I like so totally agree … and for adults in workplaces, exactly why do “they” not make whiteboard markers feel, and smell and act more like crayons ? Enquiring minds want to know … …
Jon, you remind me of the role of the kinesthetic, which we so often forget.
Me, I hate chalk on a chalkboard. I love the flow of gel pens. I love the smell of crayons and hate the smell of dry erase markers. Oh, smell, that is not kinesthetic. What is the word for the smell side of things?
olfactum 2.0 🙂
got to this post because of a conversation we’re having about having a mural or some sort of community art thingy at the next mental health camp.
anyways …
i am writing this as my bum hovers on the edge of the tipped chair, there is an itch on my left knee and i enjoy the special click click click of my keyboard. yes, the keyboard needs to sound right, otherwise i won’t use it! honestly, if the tool doesn’t feel right, i won’t tweet (or blog, or …)

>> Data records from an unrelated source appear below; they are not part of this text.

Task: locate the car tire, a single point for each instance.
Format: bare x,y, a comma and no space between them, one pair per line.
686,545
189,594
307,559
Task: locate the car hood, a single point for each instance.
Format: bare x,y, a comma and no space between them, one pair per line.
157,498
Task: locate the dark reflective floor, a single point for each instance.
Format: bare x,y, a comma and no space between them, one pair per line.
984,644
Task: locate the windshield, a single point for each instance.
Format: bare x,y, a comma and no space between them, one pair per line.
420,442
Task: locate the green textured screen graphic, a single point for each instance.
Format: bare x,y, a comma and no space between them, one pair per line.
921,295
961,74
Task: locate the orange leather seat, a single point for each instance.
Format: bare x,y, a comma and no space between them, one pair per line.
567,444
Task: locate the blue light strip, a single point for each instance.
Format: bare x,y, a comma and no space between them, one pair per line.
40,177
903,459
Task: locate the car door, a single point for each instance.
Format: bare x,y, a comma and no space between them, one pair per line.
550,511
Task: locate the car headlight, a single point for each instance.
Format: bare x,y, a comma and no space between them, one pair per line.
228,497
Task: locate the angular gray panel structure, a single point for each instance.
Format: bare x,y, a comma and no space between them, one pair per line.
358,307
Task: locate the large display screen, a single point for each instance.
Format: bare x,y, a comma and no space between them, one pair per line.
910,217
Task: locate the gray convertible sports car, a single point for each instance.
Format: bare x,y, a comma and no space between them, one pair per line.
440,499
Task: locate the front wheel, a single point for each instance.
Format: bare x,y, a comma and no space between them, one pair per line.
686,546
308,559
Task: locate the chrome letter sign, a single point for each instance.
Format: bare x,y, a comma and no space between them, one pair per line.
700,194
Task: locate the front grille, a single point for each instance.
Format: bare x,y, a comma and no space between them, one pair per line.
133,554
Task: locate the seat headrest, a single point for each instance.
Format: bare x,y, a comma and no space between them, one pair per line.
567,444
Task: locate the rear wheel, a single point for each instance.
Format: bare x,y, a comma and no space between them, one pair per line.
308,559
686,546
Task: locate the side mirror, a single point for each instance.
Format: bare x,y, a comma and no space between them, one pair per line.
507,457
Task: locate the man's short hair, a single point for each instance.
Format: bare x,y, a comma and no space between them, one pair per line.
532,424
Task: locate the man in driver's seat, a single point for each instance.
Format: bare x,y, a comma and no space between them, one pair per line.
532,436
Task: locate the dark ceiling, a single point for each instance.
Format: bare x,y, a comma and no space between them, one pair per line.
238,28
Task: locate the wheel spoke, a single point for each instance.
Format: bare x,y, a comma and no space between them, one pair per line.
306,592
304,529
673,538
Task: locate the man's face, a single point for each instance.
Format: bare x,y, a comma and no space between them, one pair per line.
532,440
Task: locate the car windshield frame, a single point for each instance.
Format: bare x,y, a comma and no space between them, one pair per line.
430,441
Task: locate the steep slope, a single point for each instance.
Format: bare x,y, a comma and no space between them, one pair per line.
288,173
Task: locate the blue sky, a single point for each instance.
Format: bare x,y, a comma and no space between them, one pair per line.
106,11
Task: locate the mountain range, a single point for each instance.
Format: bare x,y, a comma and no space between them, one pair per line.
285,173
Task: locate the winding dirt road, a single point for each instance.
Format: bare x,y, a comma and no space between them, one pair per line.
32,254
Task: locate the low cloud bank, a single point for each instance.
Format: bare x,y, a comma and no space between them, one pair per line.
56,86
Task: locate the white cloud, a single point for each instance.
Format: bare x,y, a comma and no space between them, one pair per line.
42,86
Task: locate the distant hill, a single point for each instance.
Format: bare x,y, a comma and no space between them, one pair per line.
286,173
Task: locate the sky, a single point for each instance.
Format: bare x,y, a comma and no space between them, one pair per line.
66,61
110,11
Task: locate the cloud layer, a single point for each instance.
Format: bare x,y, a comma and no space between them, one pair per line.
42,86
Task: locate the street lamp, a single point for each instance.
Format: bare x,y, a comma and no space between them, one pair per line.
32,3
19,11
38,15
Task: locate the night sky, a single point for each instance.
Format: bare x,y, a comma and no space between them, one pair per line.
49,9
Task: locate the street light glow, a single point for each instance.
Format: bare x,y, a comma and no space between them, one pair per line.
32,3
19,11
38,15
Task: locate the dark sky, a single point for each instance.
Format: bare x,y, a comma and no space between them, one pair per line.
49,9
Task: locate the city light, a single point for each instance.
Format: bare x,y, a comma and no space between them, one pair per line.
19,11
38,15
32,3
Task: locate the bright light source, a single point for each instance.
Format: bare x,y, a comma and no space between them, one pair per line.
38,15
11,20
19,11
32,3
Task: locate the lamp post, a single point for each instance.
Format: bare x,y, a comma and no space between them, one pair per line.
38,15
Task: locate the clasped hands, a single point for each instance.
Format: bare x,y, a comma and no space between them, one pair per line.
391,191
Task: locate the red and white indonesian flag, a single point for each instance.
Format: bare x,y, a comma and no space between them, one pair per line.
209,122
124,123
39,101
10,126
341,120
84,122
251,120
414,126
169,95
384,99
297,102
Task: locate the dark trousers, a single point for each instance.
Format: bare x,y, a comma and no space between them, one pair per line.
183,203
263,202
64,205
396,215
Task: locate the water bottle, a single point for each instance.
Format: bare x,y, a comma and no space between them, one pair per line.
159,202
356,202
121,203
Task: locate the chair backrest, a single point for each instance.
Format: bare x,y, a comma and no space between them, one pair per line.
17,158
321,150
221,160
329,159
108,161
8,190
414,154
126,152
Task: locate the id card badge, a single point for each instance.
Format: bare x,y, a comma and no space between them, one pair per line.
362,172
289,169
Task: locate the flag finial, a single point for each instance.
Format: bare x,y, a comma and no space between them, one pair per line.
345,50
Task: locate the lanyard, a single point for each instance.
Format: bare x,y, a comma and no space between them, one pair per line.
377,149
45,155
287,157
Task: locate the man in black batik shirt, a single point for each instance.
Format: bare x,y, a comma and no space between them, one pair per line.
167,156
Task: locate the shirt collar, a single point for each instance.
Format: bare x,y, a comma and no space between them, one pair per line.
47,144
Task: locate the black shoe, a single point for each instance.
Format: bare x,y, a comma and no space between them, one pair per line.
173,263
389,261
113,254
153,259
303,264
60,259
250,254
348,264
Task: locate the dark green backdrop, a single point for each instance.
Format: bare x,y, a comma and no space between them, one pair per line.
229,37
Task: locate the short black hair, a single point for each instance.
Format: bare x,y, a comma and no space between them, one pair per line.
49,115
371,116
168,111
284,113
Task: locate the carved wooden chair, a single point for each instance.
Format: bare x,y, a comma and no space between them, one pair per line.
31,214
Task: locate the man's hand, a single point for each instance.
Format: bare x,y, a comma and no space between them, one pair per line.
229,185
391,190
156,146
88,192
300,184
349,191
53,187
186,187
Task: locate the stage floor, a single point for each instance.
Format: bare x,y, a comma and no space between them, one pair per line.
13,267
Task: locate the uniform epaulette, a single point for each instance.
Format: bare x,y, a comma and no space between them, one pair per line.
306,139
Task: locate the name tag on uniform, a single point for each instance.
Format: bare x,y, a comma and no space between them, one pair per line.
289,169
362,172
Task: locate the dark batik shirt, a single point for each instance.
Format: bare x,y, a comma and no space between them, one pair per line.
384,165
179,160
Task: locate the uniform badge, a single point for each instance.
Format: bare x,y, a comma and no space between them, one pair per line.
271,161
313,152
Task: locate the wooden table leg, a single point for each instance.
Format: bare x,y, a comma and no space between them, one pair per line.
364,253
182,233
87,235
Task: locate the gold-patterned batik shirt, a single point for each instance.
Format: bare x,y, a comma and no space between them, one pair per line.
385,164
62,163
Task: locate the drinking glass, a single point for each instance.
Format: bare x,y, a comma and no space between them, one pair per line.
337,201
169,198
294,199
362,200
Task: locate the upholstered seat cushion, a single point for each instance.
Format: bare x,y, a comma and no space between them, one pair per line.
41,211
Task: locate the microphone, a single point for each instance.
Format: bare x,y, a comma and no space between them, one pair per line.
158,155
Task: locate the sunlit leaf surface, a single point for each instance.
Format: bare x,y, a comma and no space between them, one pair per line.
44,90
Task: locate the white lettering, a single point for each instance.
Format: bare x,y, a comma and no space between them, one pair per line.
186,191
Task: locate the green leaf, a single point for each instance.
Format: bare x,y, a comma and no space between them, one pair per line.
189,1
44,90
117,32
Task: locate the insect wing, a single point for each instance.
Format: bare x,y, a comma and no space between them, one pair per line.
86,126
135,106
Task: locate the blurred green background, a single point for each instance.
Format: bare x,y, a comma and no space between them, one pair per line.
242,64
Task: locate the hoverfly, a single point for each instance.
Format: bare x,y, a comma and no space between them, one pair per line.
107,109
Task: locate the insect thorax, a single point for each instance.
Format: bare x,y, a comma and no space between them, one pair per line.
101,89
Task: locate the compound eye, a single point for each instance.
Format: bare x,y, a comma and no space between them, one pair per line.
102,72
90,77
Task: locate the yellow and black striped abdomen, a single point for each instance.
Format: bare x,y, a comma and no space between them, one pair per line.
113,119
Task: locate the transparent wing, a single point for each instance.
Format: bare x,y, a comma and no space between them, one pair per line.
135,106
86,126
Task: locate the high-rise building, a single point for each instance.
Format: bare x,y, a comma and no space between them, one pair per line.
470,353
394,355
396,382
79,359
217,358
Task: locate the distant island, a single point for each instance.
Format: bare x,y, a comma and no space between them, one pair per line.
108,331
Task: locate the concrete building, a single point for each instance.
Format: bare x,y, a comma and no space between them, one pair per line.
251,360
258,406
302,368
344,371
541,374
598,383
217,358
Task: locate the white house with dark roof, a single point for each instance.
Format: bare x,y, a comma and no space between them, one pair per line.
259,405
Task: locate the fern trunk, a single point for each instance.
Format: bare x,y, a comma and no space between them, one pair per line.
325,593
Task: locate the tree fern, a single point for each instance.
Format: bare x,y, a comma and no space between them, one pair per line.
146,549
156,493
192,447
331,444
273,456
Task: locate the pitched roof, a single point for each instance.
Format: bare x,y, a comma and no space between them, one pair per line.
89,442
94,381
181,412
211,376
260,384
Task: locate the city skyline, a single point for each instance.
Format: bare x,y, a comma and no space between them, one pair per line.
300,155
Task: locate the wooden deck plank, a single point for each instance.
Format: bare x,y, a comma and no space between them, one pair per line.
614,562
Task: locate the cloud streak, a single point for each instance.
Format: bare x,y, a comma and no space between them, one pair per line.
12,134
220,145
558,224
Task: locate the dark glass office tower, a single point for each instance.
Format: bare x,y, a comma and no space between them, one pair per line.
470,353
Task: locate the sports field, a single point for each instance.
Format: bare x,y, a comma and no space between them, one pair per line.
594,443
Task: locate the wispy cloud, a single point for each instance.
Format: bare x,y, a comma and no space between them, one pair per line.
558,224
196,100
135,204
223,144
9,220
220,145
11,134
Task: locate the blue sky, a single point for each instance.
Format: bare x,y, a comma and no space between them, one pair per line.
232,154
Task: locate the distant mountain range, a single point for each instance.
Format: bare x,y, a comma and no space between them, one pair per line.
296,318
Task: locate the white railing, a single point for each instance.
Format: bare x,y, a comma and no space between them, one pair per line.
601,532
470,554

we need to engage the senses more in this enterprise that, as you so rightly say, is neither new nor limited to facebook and twitter. and yet (or: but) – as we play with this enterprise with the internets sitting in the middle of the web – what can we (e.g. you and i) do to make it more sensory?
maybe something to talk about at northern voice in may …
Excellent. I’ll put your thoughts into the hopper!